Broker Check

Sustainable Responsible and Impact Investing

The goal with SRI investing is to align your investments with your values, without losing returns.  It used to stand for Socially Responsible Investing and you do hear that definition still today.  You also hear terms like green investing and ethical investing.    But these days it really refers to Sustainable Responsible and Impact Investing.    In addition to normal financial criteria like earnings and profits, it takes Environmental, Social and Governance factors into account (or ESG).  SRI and ESG are the two main acronyms that you see and hear in this arena. 

Sustainability refers to all aspects of the business model and the environment.  For example, think about oil companies.  If their only source of revenue is drilling oil, there is a finite supply of oil and many people are trying to reduce reliance on oil so only providing oil is probably not a sustainable business model. Burning oil also contributes to climate change so it is also not environmentally sustainable.   That does not mean that all oil companies are automatically excluded from any SRI portfolio.  If they have a very good safety record and also engage in alternative energy sources they may still be a candidate within some mutual funds. 

Responsibility refers to how the company acts as a corporate citizen.  How do they treat their employees, their customers, their communities and their environment?  Do they provide good employee benefits and work environment?   Is customer and employee safety more important than profits?  I’m showing my age but I remember the Tylenol cyanide scare back in the 80s, where someone was opening packages on store shelves, adding cyanide to the capsules and then returning them to store shelves.  The makers of Tylenol got very high praise for pulling all Tylenol from the shelves to make sure no further customers were hurt, even though it was a huge short term hit to their profits.  Long term it worked out well because it raised the level of trust that consumers had in their product.

Impact investing refers to choosing investments specifically geared toward having a positive influence on the world.  Think alternative energy companies or focusing on clean water.  Often this is what people think of when they hear responsible investing.  However, because this often involves narrow sectors of the economy, it is often a small portion of a portfolio. 

Focusing more on the ESG criteria, consider corporate governance.  SRI managers will look at the Board of Directors to see how much diversity they have on the board and how independent the directors are.  They’ll look at political contributions of the corporation and anti-corruption policies.  Executive compensation is a factor.  How highly are the executives compensated compared to the rank and file employees? 

Within the social criteria of ESG, avoidance of Tobacco or other harmful products is considered a negative screen.  You are screening out things that are negative.  These are often things that are considered “sin stocks” like tobacco and alcohol and weapons.  But social criteria also include positive screens, which means looking for companies that score well on human rights issues and community development programs.  It would include areas like workplace safety (a big one during the pandemic) and employee benefits, as well as labor relations and diversity and anti-bias issues.   SRI fund managers are looking for companies that score well in as many of these areas as possible.

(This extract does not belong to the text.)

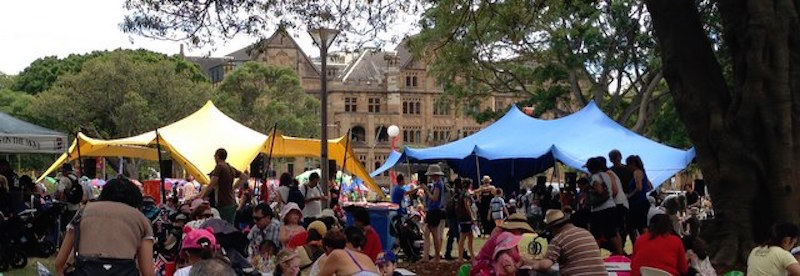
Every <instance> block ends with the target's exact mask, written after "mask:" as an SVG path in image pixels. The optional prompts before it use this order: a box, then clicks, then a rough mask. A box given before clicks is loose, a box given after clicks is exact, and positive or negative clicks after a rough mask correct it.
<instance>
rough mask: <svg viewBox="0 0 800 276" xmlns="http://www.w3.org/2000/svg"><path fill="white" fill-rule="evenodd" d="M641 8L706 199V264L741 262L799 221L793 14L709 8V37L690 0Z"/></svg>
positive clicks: (770, 3) (799, 210)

Many people immediately think of climate change when they think of environmental issues,  but it also includes things like water use and conservation, how sustainable a company’s  natural resource use is, and how big a polluter they are.   Are their offices in “green” buildings and do they use clean technology?  Different sectors of the economy automatically tend to score higher in this area.  Technology companies, for example, tend to score fairly high on environmental issues where an oil company would probably not.   That’s why it is important to look at all three areas and not just focus on environmental issues.